No more physical access required while developing. Until I do something stupid to hang the CPU.

Subtle Note:

I am using flash_range_program instead of flash_range_erase because I want to do only 256 bytes. Otherwise I clobber the code I'm executing and everything ends in tears. In the world of this flash chip, "erase" means "set to all ones" and "program" means "set the zeros to zero". So I can turn the 256 bytes into all zeros without erasing.

Danger:

If you decide you want to erase the whole flash, there is going to be trouble. You will end up erasing the code you are executing and hang. I would suggest you move the watchdog_enable call above your flash_range_erase (which you will use instead of program so you don't need a buffer) and give it a timeout long enough to accomplish the erase.

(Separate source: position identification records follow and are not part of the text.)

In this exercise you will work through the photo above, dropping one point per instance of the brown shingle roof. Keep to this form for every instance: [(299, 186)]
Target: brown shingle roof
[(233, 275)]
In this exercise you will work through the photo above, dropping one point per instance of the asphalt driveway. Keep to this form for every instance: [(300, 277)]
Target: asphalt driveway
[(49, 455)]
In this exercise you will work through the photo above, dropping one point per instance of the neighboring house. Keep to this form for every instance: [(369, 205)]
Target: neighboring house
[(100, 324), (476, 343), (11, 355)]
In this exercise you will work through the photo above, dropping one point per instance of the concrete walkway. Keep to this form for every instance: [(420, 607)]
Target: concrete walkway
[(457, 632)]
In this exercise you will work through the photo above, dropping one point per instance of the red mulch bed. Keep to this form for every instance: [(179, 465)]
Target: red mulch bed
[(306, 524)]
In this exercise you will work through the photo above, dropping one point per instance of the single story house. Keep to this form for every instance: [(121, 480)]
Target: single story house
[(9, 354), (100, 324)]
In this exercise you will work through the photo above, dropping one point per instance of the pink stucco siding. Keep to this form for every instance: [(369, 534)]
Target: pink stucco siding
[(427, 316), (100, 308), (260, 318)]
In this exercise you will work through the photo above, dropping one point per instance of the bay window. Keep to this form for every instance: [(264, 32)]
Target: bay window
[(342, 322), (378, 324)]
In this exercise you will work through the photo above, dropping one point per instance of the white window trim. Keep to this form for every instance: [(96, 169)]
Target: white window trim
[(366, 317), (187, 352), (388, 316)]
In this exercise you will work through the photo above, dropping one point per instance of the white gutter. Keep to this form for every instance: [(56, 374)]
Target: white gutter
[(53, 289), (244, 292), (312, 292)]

Ostensibly you can mark your function as being copied to RAM, but I didn't have success with that. If I used the CMakeLists.txt to make the whole program be in RAM I could erase flash willy nilly without problems.

I'm going to try the Raspberry Pi Pico for some of my small projects. I'm primarily attracted by the deterministic timing available with the Programmable I/O state machines.

I'll mostly be building devices which present as USB peripherals to a host. As such I probably won't bother with the UART for debugging messages during development. I'd also like to avoid the Serial Wire Debug (SWD) so I don't have to wire that up either.

Developer Ergonomics

That presents me with a little development conundrum. I don't like doing the unplug/press/plug/release dance, and the human quadrature dance with a reset button added isn't much better.

My current plan is to build a "destroy yourself" function into my USB interface. That will erase the secondary boot loader block in flash then do a reset from software to force a USB Mass Storage mode boot.

Mounting on Debian

I'm using a Raspberry Pi 4 as a development machine, we'll see. It takes it about 3 seconds to build my 15kB test program. That's really pretty sad. It is mostly cmake generated abominations faffing about. Hopefully it doesn't get much longer as I add real code.

I want a target in my Makefile to kill a running device, flash new, and restart it. That means mounting the mass storage device when it becomes available. For now I've got a line in /etc/fstab to make that easy...

LABEL=RPI-RP2 /rpi-rp2 msdos defaults,noauto,user 0 1

With that my untrusted user account can mount /rpi-rp2 and do what it needs.